Christians' individual acts of love which seek "the happiness of others just as their heavenly Father does" are powerful, but even more powerful is the witness of a loving community. The Church and our parishes are called to that. Pope Francis continues: "Here and now ... the Lord's disciples are called to live as a community which is the salt of the earth and the light of the world (cf. Mt 5: 13-16). We are called to bear witness to a constantly new way of living together in fidelity to the Gospel. Let us not allow ourselves to be robbed of community!"

In St. Paul's words from the second reading (Romans 13: 11-14), we are to "put on the Lord Jesus Christ."  Or, as the Sisters of the Visitation say in their motto, "Live Jesus."  We are to live in union with him, to have his mind and heart, his way of thinking. We are to see as he sees and act as he would act.  St. John the Baptist once said "He must increase. I must decrease" (John 3: 30). We must die to ourselves in order to live for Christ. And not only for him, but with him and in union with him. More and more, each day of Advent and each day of our lives, may we be able to say, as St. Paul said "I live, no longer I, but Christ lives in me" (Galatians 2: 20).

Practically speaking, this is what our daily offering prayer is designed to do. We offer each day and ourselves to God. We surrender our egos and our bodies. We give to God every thought, word, and deed; every prayer, work, joy, and suffering; every breath and every heart beat.

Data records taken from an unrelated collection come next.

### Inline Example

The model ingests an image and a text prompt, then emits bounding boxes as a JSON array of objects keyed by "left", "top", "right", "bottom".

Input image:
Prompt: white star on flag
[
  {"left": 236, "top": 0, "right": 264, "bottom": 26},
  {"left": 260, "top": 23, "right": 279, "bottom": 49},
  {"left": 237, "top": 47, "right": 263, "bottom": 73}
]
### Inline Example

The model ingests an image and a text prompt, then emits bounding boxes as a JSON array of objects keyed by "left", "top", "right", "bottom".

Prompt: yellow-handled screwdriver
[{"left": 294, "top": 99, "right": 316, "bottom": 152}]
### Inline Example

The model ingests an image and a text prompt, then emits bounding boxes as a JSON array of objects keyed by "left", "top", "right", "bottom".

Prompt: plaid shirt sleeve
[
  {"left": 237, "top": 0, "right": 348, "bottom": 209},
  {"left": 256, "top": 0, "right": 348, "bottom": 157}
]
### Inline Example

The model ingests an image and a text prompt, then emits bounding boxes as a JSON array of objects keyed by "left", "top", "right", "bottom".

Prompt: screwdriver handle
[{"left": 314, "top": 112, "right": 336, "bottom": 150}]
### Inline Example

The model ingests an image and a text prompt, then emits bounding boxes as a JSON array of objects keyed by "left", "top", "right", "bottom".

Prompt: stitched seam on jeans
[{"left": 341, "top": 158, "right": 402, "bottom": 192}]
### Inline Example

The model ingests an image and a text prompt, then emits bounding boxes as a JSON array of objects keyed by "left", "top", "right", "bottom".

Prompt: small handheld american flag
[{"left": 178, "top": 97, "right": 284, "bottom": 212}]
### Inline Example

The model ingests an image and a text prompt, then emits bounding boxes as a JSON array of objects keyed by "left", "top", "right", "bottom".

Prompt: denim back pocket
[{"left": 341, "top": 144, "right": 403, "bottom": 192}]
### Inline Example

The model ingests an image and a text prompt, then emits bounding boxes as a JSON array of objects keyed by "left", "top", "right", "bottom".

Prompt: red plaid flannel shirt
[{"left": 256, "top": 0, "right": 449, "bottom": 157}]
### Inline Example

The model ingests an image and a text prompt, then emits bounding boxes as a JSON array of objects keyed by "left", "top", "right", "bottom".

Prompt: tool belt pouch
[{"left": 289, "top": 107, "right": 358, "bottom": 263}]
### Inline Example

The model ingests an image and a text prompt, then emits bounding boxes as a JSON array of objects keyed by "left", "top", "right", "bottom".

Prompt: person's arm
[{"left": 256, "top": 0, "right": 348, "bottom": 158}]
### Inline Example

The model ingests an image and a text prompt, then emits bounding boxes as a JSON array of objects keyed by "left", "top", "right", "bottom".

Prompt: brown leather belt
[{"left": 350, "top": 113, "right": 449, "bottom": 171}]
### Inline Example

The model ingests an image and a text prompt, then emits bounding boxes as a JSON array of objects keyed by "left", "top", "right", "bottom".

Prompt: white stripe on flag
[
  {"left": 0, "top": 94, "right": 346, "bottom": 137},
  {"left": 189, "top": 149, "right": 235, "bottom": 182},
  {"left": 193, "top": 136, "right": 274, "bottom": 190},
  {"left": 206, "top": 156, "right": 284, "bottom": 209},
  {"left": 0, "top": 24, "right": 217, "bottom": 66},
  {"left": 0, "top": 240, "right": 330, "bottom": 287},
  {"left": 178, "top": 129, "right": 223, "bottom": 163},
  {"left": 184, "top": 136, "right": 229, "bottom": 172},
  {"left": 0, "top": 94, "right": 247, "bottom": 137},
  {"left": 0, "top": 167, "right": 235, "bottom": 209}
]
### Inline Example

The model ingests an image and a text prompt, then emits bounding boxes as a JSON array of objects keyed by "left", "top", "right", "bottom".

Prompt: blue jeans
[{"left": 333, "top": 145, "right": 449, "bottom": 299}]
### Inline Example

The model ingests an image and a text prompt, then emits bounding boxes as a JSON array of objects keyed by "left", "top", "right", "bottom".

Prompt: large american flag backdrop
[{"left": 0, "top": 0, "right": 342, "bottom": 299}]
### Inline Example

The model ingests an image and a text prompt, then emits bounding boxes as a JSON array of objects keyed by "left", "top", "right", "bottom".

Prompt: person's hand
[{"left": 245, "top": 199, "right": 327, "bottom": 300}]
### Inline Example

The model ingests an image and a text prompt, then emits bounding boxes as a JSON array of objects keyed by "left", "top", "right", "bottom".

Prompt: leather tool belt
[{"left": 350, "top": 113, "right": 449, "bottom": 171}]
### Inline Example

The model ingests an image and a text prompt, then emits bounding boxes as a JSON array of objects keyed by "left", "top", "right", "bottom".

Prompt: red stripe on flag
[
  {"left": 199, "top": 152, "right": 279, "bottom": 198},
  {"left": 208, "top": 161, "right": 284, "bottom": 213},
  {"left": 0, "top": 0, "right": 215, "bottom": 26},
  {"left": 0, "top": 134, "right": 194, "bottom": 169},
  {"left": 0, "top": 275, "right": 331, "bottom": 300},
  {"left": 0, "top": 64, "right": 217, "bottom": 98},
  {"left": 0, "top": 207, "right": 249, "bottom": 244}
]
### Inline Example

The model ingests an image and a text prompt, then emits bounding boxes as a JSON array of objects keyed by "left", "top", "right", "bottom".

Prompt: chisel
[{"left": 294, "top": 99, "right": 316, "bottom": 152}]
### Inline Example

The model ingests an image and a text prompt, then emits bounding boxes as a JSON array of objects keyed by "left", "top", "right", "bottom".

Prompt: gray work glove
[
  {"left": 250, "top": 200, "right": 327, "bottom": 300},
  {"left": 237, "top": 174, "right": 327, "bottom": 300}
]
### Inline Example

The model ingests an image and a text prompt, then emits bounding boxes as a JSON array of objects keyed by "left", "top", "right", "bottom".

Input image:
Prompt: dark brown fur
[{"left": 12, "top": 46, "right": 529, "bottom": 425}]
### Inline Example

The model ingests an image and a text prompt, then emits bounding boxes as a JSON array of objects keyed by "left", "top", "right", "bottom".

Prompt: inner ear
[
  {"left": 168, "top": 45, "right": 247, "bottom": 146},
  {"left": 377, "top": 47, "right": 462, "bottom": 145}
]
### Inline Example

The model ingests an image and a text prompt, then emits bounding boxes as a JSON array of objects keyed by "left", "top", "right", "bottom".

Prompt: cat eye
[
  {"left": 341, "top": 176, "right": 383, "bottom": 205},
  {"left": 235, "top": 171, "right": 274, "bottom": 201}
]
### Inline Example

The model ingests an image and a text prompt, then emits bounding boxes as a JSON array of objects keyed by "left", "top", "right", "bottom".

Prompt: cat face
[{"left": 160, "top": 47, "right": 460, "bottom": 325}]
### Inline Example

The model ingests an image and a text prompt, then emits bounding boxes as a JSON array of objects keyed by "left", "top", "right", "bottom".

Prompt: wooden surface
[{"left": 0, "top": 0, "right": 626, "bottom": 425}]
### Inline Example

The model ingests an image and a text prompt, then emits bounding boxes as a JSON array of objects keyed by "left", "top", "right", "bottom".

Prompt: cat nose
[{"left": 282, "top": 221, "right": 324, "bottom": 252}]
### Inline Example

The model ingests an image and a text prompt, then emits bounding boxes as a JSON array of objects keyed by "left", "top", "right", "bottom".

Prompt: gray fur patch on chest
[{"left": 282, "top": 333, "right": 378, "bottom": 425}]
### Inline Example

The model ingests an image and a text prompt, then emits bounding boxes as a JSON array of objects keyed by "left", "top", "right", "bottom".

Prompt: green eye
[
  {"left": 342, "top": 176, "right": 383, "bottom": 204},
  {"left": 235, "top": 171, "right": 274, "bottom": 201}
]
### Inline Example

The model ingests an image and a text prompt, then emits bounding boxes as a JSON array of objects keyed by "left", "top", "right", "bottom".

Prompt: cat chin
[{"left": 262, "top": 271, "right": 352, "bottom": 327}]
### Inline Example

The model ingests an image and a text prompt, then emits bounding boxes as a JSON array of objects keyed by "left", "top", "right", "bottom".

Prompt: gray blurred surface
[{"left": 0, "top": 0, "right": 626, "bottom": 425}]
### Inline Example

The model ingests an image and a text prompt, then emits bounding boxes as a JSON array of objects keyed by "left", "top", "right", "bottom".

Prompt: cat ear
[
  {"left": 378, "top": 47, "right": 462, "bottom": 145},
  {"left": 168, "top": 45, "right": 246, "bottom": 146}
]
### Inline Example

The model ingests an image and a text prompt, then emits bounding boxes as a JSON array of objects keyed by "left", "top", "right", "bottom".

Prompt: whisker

Praying and living this, we will "put on the Lord Jesus Christ" and community will form. The Kingdom of God will break into our world and take root. People will be drawn to Christ through his Church. And each of us will be ready for the final surrender when we will meet the Lord. As the peace prayer attributed to St. Francis goes, "it is in giving that we receive."  Giving all, we will be ready to receive all.